Summary
This study reveals an unexpected non-catalytic function of the receptor tyrosine kinase ROR1 in sustaining cellular caveolae and survival signalling in lung adenocarcinoma. By acting as a molecular scaffold bringing cavin-1 and caveolin-1 together at the plasma membrane, ROR1 prevents CAV1 degradation and maintains signalling through multiple receptor tyrosine kinases to AKT. The findings suggest that blocking ROR1's scaffolding function may overcome EGFR-TKI resistance in lung cancer by preventing bypass signalling through alternative RTKs.
UK applicability
This basic mechanistic research on lung cancer cell signalling is internationally applicable but does not directly address UK farming systems, soil health, or primary food production.

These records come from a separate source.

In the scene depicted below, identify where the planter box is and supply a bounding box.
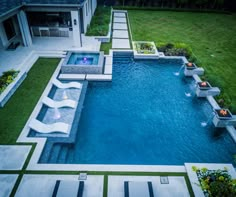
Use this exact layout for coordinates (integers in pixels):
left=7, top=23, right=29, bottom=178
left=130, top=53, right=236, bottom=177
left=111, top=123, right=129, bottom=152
left=0, top=72, right=27, bottom=107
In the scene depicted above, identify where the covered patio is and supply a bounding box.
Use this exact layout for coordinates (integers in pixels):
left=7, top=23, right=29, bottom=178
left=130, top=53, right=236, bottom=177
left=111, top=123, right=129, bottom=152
left=0, top=34, right=101, bottom=74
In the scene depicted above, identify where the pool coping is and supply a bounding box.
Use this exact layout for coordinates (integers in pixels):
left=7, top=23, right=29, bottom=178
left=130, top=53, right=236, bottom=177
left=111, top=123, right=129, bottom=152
left=17, top=50, right=236, bottom=173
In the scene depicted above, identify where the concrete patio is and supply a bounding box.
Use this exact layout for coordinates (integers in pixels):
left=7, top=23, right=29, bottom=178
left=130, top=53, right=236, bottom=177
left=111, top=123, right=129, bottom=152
left=0, top=34, right=101, bottom=74
left=0, top=145, right=31, bottom=170
left=108, top=176, right=190, bottom=197
left=15, top=175, right=103, bottom=197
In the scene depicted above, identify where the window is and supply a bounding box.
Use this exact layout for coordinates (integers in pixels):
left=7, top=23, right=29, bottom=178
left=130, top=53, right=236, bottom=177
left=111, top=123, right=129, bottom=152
left=3, top=18, right=16, bottom=40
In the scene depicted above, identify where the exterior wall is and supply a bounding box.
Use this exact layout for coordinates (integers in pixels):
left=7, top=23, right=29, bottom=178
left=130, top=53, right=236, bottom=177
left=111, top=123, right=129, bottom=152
left=71, top=11, right=82, bottom=47
left=0, top=22, right=9, bottom=47
left=82, top=0, right=97, bottom=33
left=17, top=10, right=32, bottom=46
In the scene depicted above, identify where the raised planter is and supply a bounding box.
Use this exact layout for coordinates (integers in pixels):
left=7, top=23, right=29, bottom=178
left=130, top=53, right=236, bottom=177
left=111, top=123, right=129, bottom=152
left=132, top=41, right=159, bottom=59
left=0, top=72, right=27, bottom=107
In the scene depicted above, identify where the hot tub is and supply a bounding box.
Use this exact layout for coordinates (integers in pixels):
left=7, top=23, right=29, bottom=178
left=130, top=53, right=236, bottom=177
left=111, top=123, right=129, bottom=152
left=61, top=51, right=104, bottom=74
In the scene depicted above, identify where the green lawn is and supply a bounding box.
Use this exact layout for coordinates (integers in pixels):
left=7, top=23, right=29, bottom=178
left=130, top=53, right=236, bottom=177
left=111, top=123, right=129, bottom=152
left=0, top=58, right=60, bottom=144
left=128, top=10, right=236, bottom=113
left=86, top=6, right=111, bottom=36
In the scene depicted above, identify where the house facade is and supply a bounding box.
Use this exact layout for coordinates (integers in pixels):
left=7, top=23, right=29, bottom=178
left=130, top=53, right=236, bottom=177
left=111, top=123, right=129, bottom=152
left=0, top=0, right=97, bottom=48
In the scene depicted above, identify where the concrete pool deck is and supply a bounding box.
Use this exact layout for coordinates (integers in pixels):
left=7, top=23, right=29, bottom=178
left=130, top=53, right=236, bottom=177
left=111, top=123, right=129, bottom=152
left=108, top=176, right=190, bottom=197
left=0, top=174, right=18, bottom=197
left=15, top=174, right=104, bottom=197
left=0, top=145, right=31, bottom=170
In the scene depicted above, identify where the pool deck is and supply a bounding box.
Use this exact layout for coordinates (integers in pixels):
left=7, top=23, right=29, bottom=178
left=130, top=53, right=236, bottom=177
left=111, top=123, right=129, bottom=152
left=0, top=35, right=101, bottom=74
left=0, top=145, right=31, bottom=170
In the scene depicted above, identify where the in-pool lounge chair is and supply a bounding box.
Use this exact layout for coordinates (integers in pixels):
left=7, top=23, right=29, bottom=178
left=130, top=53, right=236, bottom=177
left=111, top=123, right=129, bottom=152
left=29, top=119, right=69, bottom=134
left=52, top=180, right=84, bottom=197
left=42, top=97, right=77, bottom=108
left=124, top=181, right=154, bottom=197
left=52, top=79, right=82, bottom=89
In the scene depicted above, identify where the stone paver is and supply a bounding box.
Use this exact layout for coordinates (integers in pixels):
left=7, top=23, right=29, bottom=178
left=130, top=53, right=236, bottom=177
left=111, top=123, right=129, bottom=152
left=108, top=176, right=189, bottom=197
left=113, top=17, right=126, bottom=23
left=112, top=30, right=129, bottom=38
left=112, top=39, right=130, bottom=49
left=0, top=145, right=31, bottom=170
left=15, top=175, right=103, bottom=197
left=113, top=23, right=128, bottom=30
left=114, top=12, right=125, bottom=17
left=0, top=174, right=18, bottom=197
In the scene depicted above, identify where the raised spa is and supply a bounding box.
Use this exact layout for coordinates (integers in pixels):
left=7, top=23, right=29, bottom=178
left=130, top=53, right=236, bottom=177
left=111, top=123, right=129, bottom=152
left=61, top=51, right=104, bottom=74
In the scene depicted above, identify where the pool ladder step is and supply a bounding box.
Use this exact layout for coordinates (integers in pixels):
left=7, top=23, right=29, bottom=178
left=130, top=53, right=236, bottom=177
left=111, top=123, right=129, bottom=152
left=48, top=144, right=61, bottom=163
left=57, top=145, right=69, bottom=164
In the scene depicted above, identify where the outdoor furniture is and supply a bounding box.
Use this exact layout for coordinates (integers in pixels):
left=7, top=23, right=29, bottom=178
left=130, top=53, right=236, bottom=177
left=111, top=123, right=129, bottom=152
left=42, top=97, right=77, bottom=108
left=52, top=79, right=82, bottom=89
left=124, top=181, right=154, bottom=197
left=52, top=180, right=84, bottom=197
left=29, top=119, right=69, bottom=134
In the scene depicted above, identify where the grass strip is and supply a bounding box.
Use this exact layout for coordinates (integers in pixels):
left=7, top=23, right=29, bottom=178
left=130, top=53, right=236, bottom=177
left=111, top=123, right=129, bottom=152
left=0, top=58, right=60, bottom=144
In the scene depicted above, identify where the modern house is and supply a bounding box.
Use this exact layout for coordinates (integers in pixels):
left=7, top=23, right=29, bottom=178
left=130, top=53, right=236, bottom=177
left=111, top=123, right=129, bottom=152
left=0, top=0, right=97, bottom=49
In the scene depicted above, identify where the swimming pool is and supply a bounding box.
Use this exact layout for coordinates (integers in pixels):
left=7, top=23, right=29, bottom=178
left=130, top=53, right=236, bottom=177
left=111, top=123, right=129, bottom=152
left=40, top=55, right=236, bottom=165
left=61, top=51, right=104, bottom=74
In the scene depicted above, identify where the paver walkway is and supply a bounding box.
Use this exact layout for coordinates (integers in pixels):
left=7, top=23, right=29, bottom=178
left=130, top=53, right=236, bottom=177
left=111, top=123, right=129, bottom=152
left=0, top=174, right=18, bottom=197
left=112, top=11, right=130, bottom=49
left=15, top=174, right=103, bottom=197
left=108, top=176, right=190, bottom=197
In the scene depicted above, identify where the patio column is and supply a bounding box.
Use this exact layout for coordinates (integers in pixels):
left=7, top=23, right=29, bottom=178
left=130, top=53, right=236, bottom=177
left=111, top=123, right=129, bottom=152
left=17, top=10, right=32, bottom=46
left=71, top=11, right=82, bottom=47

Its relevance to the Vitagri Pulse Brain catalogue is limited unless connected to broader nutritional or food-system outcomes in future translational work.
Key measures
ROR1 scaffolding interactions with cavin-1 and CAV1; caveolae structure integrity; CAV1 protein stability; AKT phosphorylation; RTK-mediated survival signalling (EGFR, MET, IGF-1R pathways)
Outcomes reported
The study identified a kinase-independent scaffolding function of ROR1 that facilitates cavin-1 and caveolin-1 interactions at the plasma membrane, preventing CAV1 lysosomal degradation and sustaining caveolae structures and AKT-mediated prosurvival signalling.